Angolan soldiers recruited by South Africa’s apartheid government to fight against their homeland now live in squalor, forgotten and unwanted.


Without healthcare, jobs or basic services, some 3,000 Angolan-born men call home the town of Pomfret in a far-flung northern corner of South Africa on the edge of the Kalahari Desert.


Dilapidated buildings crumble by the side of the town’s sun-baked main road, water and power are cut off.


Former soldier Jose Lourenco, 69, a black Angolan, pointed to yellowing photos of ‘32 Battalion’ — his elite South African unit — in action in Angola against communist government forces.

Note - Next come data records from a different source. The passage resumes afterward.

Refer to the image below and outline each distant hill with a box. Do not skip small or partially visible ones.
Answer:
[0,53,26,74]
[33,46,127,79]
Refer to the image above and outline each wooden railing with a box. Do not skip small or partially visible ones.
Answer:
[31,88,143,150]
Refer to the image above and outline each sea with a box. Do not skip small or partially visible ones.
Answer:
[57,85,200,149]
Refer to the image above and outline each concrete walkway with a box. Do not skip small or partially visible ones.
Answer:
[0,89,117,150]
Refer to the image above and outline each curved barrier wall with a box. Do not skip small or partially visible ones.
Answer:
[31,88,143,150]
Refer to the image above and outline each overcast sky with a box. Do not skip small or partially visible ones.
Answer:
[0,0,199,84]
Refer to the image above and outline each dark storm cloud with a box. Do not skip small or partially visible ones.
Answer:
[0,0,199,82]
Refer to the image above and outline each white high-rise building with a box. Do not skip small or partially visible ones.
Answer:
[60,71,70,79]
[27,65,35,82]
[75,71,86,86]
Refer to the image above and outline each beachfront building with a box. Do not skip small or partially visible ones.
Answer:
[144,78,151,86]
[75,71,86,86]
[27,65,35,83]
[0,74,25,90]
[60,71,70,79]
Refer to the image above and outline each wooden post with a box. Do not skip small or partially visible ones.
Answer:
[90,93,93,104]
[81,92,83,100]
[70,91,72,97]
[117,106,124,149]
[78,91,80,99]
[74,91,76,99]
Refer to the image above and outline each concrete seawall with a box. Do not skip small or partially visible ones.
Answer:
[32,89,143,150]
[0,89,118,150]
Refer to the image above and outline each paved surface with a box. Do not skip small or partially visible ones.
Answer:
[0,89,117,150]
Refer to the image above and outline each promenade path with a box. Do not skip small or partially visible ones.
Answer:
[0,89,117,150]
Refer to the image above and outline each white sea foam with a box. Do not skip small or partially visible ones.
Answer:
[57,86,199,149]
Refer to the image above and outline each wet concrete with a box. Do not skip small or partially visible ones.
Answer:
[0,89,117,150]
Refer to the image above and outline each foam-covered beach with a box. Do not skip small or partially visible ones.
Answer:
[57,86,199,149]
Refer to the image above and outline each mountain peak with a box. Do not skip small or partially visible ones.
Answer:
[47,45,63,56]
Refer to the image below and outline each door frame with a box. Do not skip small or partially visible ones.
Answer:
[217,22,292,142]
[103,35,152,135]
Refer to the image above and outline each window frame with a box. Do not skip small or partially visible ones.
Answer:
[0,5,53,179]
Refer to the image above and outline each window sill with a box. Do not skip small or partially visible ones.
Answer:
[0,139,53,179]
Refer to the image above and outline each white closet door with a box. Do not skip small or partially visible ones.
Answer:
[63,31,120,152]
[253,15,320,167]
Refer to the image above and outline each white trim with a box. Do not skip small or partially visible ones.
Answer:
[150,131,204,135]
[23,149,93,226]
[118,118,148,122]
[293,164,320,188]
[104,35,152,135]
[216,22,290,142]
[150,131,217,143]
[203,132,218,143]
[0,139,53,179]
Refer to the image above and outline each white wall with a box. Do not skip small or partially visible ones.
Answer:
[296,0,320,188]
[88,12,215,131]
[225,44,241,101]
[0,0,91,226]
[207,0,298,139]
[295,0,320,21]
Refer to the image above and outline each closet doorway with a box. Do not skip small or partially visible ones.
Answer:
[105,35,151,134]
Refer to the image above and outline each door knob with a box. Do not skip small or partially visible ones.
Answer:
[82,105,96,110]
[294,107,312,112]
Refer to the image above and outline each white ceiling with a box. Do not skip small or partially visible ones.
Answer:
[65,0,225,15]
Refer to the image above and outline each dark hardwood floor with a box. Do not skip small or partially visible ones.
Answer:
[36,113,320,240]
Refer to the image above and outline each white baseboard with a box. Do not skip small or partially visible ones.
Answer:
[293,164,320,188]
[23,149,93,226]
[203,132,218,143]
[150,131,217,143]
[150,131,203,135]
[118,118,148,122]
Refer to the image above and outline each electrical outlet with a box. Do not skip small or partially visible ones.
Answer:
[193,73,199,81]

In the 1980s, while still living in Angola, he joined the unit that had been formed to fight communism across southern Africa, including in Namibia and Zambia.


“The government should tell us what we did wrong. Why are they punishing us like this?” he said, speaking in Angolan Portuguese.


When the Cold War ended and as Pretoria ceased its shadowy wars against supposed communist threats, 32 Battalion was relocated to Pomfret with the promise that its members would be integrated into the regular South African army.


Life was initially good in the extreme northern outpost.


The town had its own public swimming pool, tennis courts and a large, well-stocked supermarket.


But the political change of the 1990s swept away the white-minority government, brought Nelson Mandela’s ANC to power and shattered the town’s sheltered existence.


The battalion was disbanded in 1993 and a number of the soldiers left Pomfret along with their families.


Many of the men of Angolan heritage waived their right to be incorporated into the reformed army in return for a cash handout worth $32,000 in today’s terms.


Gradually families who had contributed to the small community began to drift away and the town started its slide into decline.


By the 2000s, the government signalled its intention to close the base in Pomfret and to relocate the remaining families. But a hard core of ex-servicemen refused to budge.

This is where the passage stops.